田川地方の獅子舞は、神幸祭に伴うものがほとんどです。力強くまた優雅に舞われる姿は、祭に華やかさをもたらしています。現在の分布を見ると中元寺川流域の福智町、田川市西側、川崎町、彦山川流域では、田川市東側、そして、添田町で伝承されています。
これらの獅子舞は、よく見ると三つの種類があるようです。それは、田川独自に発達したものと、筑前から伝えられたと考えられるもの、そして、英彦山の松会(まつえ)行事で舞われる修験道の獅子舞です。ひとつの地域で三系統の獅子舞が残っているのは県下でも珍しく貴重です。
まず、田川地域独自のものといわれる「五段・六調子」の起源はどこにあるのでしょうか。発祥のひとつと考えられる位登(いとう)八幡神社では、宇佐宮(宇佐神宮)から習ったといわれていますが、詳細についてはよくわかっていません。弓削田の須佐神社では、天明年間(一七八一年から一七八九年)から始まったといわれています。分布を見ると中元寺川流域の田川市弓削田から見立、位登、そして川崎町の池尻・森安・田原・太田で伝承されています。
また、野田の獅子楽(添田町)には、「ごだん」という演目がありますが、関連については不明です。舞の特徴は、演じる場を何度も並んだり廻りながら歩き締めます。注意して見ると歩き方が比較的ゆっくりですが、脚の動きが不自然であることがわかります。これは、地面を踏みつける魔祓(まはら)いの所作でしょう。いくつかの場所で廻すのは、ムラ中の魔祓いを行っていると考えられます。形式的で、祓(はら)いの要素が強い獅子舞です。
次に、田川地方で「曲獅子」(川崎町などで五段・六調子と区別するために呼ばれている名称です。)と呼ばれている獅子舞があります。旧筑前国の嘉麻郡・穂波郡より伝わったもので、福智町の稲荷神社、南木(みなぎ)菅原神社、田川市の白鳥神社(猪膝(いのひざ))の獅子楽のように綱分(つなわき)八幡神社(飯塚市)より直接教わったものと、それらを介して伝えられているものがあるようです。例えば、須佐神社(田川市岩屋)の獅子舞は南木から、上伊田西は稲荷神社から、添田町落合は、猪膝の白鳥神社の獅子舞が伝わったといわれています。また川崎町の木城(休止)、永井では、大分八幡神社(飯塚市)から習ったと言われています。特徴は、軽快な旋律で前半から後半に移るにつれてテンポが速くなります。聴いていて非常に耳に入りやすく、遠賀川流域の多くに広まった理由が分かります。これらの獅子舞はよくじゃれあいますが、これは恋愛を表すといわれています。五穀豊穣を意識したもので、舞のストーリーは、嘉穂地域の獅子舞ではお見合いから恋愛、婚姻の一連を表しているといわれたり、唐から夫婦獅子が助け合いながら日本に渡る様子を表すと云われています。

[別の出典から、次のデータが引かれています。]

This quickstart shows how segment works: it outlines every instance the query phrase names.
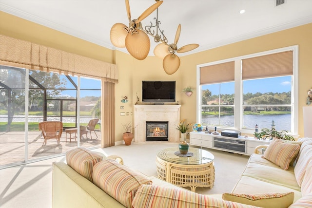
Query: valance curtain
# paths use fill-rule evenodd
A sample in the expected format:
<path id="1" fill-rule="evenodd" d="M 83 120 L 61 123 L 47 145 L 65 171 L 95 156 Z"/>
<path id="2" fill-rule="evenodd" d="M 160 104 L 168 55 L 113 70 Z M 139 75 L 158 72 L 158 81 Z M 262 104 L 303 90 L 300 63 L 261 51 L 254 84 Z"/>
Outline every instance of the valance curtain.
<path id="1" fill-rule="evenodd" d="M 200 85 L 234 81 L 234 61 L 200 67 Z"/>
<path id="2" fill-rule="evenodd" d="M 242 59 L 242 79 L 292 75 L 293 54 L 288 51 Z"/>
<path id="3" fill-rule="evenodd" d="M 115 145 L 115 64 L 0 35 L 0 65 L 102 80 L 102 148 Z"/>
<path id="4" fill-rule="evenodd" d="M 0 64 L 118 82 L 116 64 L 1 35 Z"/>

「曲獅子」では、獅子舞と共に、鮮やかな衣装に杖を持った子どもたちが円陣を組んで舞う楽打ちがあります。本場の嘉穂地域では、廻り打ちなどと呼ばれ、円陣を組んで廻りながら農作業の所作を表したり太鼓を打ったりします。これも嘉穂地域から獅子舞と共に伝えられたものです。
また、彦山の神幸祭の獅子舞は、修験道の松会で廻されていたものが今日まで続いています。大きな獅子頭で雌雄(しゆう)が対角線上に並びながら優雅に庭中を舞い、舞の中に四方を祓う動作があることから、やはり祓いを意識しているのが感じられます。舞の最後に、奉幣殿の鳥居に雌獅子が突進する三度返しがあります。
田川地域では、このほかに夏の暑い時期にお獅子廻(ししかい)と呼ばれる行事がありました。村中をお獅子が廻り家内安全・病魔退散を祈る行事ですが、この時の獅子は舞うことはなく、カツカツと口を鳴らせて魔祓いをおこないます。現在は、祭典のみで終わらせるところが多いようですが、小内田太祖神社(赤村)では、今でも地域内を廻っています。